Several years ago, a pastor at our church suggested another approach: instead of giving up something, why not take up something new, like a delayed New Year’s Resolution. The 40 days of Lent are a perfect time frame to try things, or to get back on track with actual New Year’s Resolutions that have fallen to the wayside. Given that our time and habits are important things to us, this is as much of a sacrifice as giving up something you love, because it forces you to give up time and habits to form a new one. I’ve tried this a few times and had more success with it, mainly in organization and in finding ways to keep my “to do” list under control (or at least manageable). I like this because it’s more discrete than the fasting thing. It’s more about internal motivation and self discipline. Sure, it may call as much attention to you as the Lenten fasting, but it seems to me that this is done in a more positive context.

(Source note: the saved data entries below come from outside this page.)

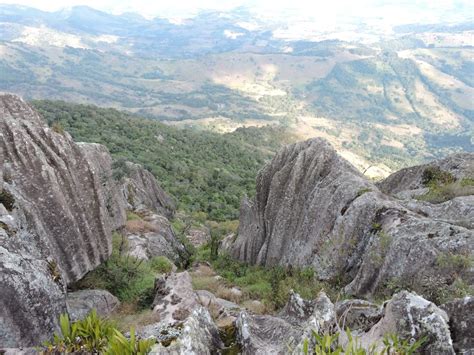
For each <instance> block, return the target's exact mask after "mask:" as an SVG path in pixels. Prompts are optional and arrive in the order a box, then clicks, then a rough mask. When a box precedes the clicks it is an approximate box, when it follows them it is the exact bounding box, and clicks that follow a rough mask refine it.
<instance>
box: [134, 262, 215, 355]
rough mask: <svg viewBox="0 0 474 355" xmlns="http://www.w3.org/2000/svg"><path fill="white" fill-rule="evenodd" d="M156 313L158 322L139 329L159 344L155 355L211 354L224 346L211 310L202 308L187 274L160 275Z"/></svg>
mask: <svg viewBox="0 0 474 355" xmlns="http://www.w3.org/2000/svg"><path fill="white" fill-rule="evenodd" d="M155 292H156V296H155V300H154V302H153V307H154V308H153V312H154V313H155V314H156V315H157V316H158V319H159V322H157V323H154V324H151V325H147V326H144V327H142V328H140V329H138V334H139V335H140V336H141V337H144V338H154V339H156V340H157V344H156V345H155V346H154V347H153V349H152V352H151V353H152V354H183V355H184V354H212V353H216V351H217V350H218V349H221V348H222V347H223V344H222V341H221V339H220V337H219V331H218V329H217V326H216V325H215V323H214V322H213V320H212V318H211V315H210V314H209V312H208V310H207V309H206V308H204V307H202V306H200V305H199V300H198V297H197V295H196V293H195V292H194V290H193V287H192V284H191V277H190V275H189V273H188V272H187V271H185V272H181V273H172V274H170V275H165V276H160V277H159V278H158V279H157V280H156V282H155Z"/></svg>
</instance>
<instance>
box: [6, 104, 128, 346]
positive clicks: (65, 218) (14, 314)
mask: <svg viewBox="0 0 474 355" xmlns="http://www.w3.org/2000/svg"><path fill="white" fill-rule="evenodd" d="M0 158H1V159H0V164H1V165H0V166H1V168H0V171H1V172H2V173H1V174H0V176H1V180H0V255H1V257H0V284H1V288H0V303H1V304H2V307H0V344H1V345H2V346H11V347H14V346H18V345H22V346H28V345H38V344H39V343H41V341H43V340H45V338H47V337H50V336H51V334H52V333H53V331H55V330H57V322H58V317H59V314H60V313H64V312H65V311H66V304H65V287H66V285H67V284H68V283H70V282H73V281H76V280H78V279H80V278H81V277H82V276H83V275H84V274H85V273H87V272H88V271H90V270H92V269H94V268H95V267H96V266H98V265H99V264H100V263H101V262H102V261H103V260H105V259H106V258H107V257H108V256H109V254H110V252H111V229H112V227H113V226H114V225H117V224H120V223H119V218H117V219H116V220H115V222H114V218H112V217H111V215H110V212H109V210H108V208H107V203H106V201H107V199H108V195H109V194H110V193H112V192H111V191H112V190H110V191H108V189H107V188H104V181H107V180H108V179H109V178H110V176H109V173H110V171H111V170H110V157H106V151H105V150H104V148H103V147H101V146H98V145H89V144H76V143H74V142H73V141H72V139H71V137H70V136H69V135H68V134H67V133H64V132H60V133H57V132H54V131H53V130H52V129H51V128H49V127H47V126H46V124H45V123H44V122H43V120H42V119H41V117H40V116H39V115H38V114H37V113H36V112H35V111H34V110H33V109H32V108H31V107H30V106H29V105H28V104H26V103H25V102H24V101H22V100H21V99H19V98H18V97H16V96H13V95H1V96H0ZM113 208H118V207H113Z"/></svg>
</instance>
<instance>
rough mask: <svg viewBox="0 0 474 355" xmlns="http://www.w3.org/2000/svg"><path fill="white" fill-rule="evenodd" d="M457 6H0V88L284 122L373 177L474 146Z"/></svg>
mask: <svg viewBox="0 0 474 355" xmlns="http://www.w3.org/2000/svg"><path fill="white" fill-rule="evenodd" d="M457 6H458V8H453V9H452V10H451V11H447V10H446V9H444V8H442V6H440V8H436V7H434V8H433V9H431V10H426V12H427V13H426V18H427V19H428V20H436V21H440V22H437V23H430V22H428V23H414V24H407V23H406V21H407V20H409V19H410V16H408V15H407V14H409V13H413V11H415V10H416V8H415V5H413V8H410V7H408V9H405V11H406V12H405V13H404V15H405V17H406V18H403V21H402V20H401V19H400V18H401V16H400V15H399V16H398V17H397V16H396V15H395V14H394V15H393V16H389V14H388V12H389V11H390V9H391V7H390V6H386V7H383V6H380V8H382V9H385V10H384V11H385V12H386V13H381V14H378V13H377V11H376V9H375V10H373V11H372V12H371V11H367V13H368V14H367V15H366V16H365V17H357V16H356V15H354V16H353V17H351V16H348V15H347V16H341V17H340V18H339V17H338V18H337V19H336V18H334V19H333V20H334V22H331V21H330V20H329V19H332V18H331V17H329V19H327V20H326V21H323V20H322V17H323V16H322V15H321V14H320V13H319V11H314V16H313V18H312V17H311V14H307V15H306V17H302V15H301V14H293V15H292V13H291V12H289V15H288V16H283V15H281V16H279V17H278V16H275V17H271V16H265V14H262V12H257V11H256V10H252V8H245V7H240V8H237V9H232V10H227V11H216V10H214V11H211V10H207V11H200V12H197V13H196V14H195V15H194V17H190V18H181V19H179V21H178V20H177V19H168V18H160V17H155V18H152V19H149V18H148V19H146V18H144V17H142V16H141V15H138V14H132V13H124V14H122V15H111V14H109V13H105V12H101V11H98V10H94V9H92V8H89V7H85V6H77V7H72V8H69V9H66V10H58V11H57V12H54V13H51V12H43V11H40V10H36V9H33V8H28V7H19V6H15V5H2V7H0V28H1V31H0V40H1V42H0V68H1V69H0V75H1V78H0V79H1V80H0V89H1V90H3V91H8V92H15V93H18V94H19V95H22V96H23V97H25V98H27V99H49V100H65V101H69V102H76V103H86V104H94V105H99V106H102V107H115V108H118V109H121V110H126V111H129V112H131V113H135V114H137V115H140V116H143V117H148V118H153V119H157V120H160V121H164V122H166V123H167V124H170V125H175V126H179V127H183V126H193V127H197V128H203V129H207V130H213V131H216V132H229V131H233V130H235V129H236V128H238V127H245V126H256V127H261V126H265V125H279V126H283V127H285V128H286V129H287V130H288V132H289V134H290V135H291V136H293V137H295V138H296V139H306V138H310V137H323V138H325V139H328V140H329V141H330V142H331V143H332V144H333V145H334V146H335V147H336V149H337V150H338V151H339V152H340V153H341V154H342V155H343V156H344V157H346V158H347V159H349V160H350V161H351V162H352V163H353V164H355V165H356V166H357V167H358V168H359V169H360V170H361V171H366V173H367V174H368V175H369V176H372V177H382V176H386V175H387V174H388V173H389V172H390V171H392V170H394V169H398V168H400V167H403V166H407V165H410V164H413V163H417V162H422V161H426V160H427V159H431V158H434V157H441V156H444V155H446V154H448V153H449V152H454V151H462V150H464V151H472V150H473V123H472V122H473V110H474V104H473V102H474V100H473V95H474V88H473V82H472V71H473V60H472V58H473V48H472V45H473V33H474V32H473V23H472V16H471V17H469V16H470V13H472V12H469V7H468V5H462V3H461V4H459V5H457ZM322 10H324V9H322ZM408 10H410V11H408ZM400 12H401V11H400ZM372 13H373V14H372ZM377 15H379V16H378V17H377ZM382 15H384V16H385V17H381V16H382ZM383 19H385V21H382V20H383ZM443 19H444V21H446V22H442V21H443Z"/></svg>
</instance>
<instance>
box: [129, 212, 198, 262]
mask: <svg viewBox="0 0 474 355" xmlns="http://www.w3.org/2000/svg"><path fill="white" fill-rule="evenodd" d="M138 212H139V214H140V216H141V218H142V220H141V221H140V222H138V223H139V226H138V228H136V227H135V222H134V221H129V222H127V225H126V228H125V231H124V233H125V235H126V237H127V240H128V254H129V255H131V256H133V257H136V258H138V259H144V260H148V259H151V258H153V257H155V256H166V257H167V258H168V259H169V260H170V261H172V262H173V263H175V264H176V265H181V264H183V263H184V262H185V261H186V259H187V258H188V256H189V255H188V251H187V250H186V248H185V247H184V245H183V243H181V242H180V241H179V240H178V238H177V237H176V236H175V234H174V232H173V229H172V228H171V223H170V222H169V220H168V219H167V218H166V217H165V216H163V215H160V214H157V213H155V212H153V211H150V210H139V211H138Z"/></svg>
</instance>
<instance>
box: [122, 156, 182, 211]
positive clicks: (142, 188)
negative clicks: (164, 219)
mask: <svg viewBox="0 0 474 355" xmlns="http://www.w3.org/2000/svg"><path fill="white" fill-rule="evenodd" d="M124 170H125V171H124V173H125V176H124V178H123V181H122V183H123V187H122V193H123V195H124V198H125V201H126V202H127V204H128V206H127V207H128V209H129V210H135V211H136V210H142V209H147V210H151V211H154V212H156V213H158V214H161V215H163V216H165V217H167V218H171V217H173V214H174V212H175V208H176V207H175V205H174V202H173V200H172V199H171V198H170V197H169V196H168V195H167V194H166V192H165V191H164V190H163V189H162V188H161V186H160V185H159V184H158V182H157V181H156V179H155V177H154V176H153V175H152V174H151V173H150V172H149V171H147V170H145V169H143V167H142V166H140V165H138V164H135V163H131V162H125V167H124Z"/></svg>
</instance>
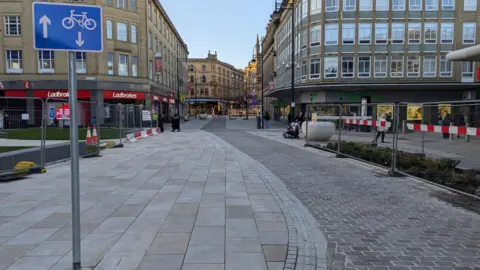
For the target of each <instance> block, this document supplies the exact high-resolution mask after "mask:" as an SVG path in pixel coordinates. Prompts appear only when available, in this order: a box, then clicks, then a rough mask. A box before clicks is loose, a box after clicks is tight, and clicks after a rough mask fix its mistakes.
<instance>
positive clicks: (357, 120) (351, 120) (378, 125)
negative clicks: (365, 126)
mask: <svg viewBox="0 0 480 270" xmlns="http://www.w3.org/2000/svg"><path fill="white" fill-rule="evenodd" d="M343 121H344V122H345V124H354V125H361V126H371V127H388V128H389V127H391V126H392V123H390V122H387V121H374V120H355V119H344V120H343Z"/></svg>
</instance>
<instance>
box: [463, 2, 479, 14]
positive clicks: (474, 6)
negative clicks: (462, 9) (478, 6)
mask: <svg viewBox="0 0 480 270" xmlns="http://www.w3.org/2000/svg"><path fill="white" fill-rule="evenodd" d="M463 10H465V11H476V10H477V0H463Z"/></svg>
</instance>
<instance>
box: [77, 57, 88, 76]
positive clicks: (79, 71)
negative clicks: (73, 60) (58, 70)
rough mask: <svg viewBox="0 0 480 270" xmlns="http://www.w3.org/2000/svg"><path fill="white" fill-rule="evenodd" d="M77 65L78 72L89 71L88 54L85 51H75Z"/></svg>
mask: <svg viewBox="0 0 480 270" xmlns="http://www.w3.org/2000/svg"><path fill="white" fill-rule="evenodd" d="M75 67H76V70H77V73H79V74H85V73H87V54H86V53H84V52H75Z"/></svg>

Another suggestion I heard was to dedicate a specific time to Bible reading, prayer, or spiritual contemplation during the 40 days of Lent. Again, this is a sacrifice of time with the hope of building a habit that you’ll carry forward into Easter and beyond. I’ve tried this last year with rosary prayers. I'm Lutheran, but I thought this might help my mental discipline and prayer habits. I made it through Lent, I’m sorry to say it didn’t stick. It was too rigid, and the reason I broke it was because I needed more flexibility instead of the pre-programmed prayers I was offering which, I’m sorry to say, became more rote recitation than an act of the heart. I’m modifying this approach this year by designating my prayer time as more of a meditation, so I can deal with the issues on my heart, and improve my mental discipline better than I did in last year’s failed efforts. I like this Lenten activity the best, because it’s personal, discrete, and focuses on true spiritual needs without calling undue attention on yourself. It’s a private reflection of the spirit, which is what Lent is supposed to be about.
Of course, I encourage you to do your Lenten fast if it works for you, and you’re happy with the results. The point is that your Lenten journey is a personal one, and there are several ways you can take it. If giving stuff up doesn’t work for you, then there are other options that are just as effective and meaningful in speaking to the soul.
That’s all today. Take care, and have a great week.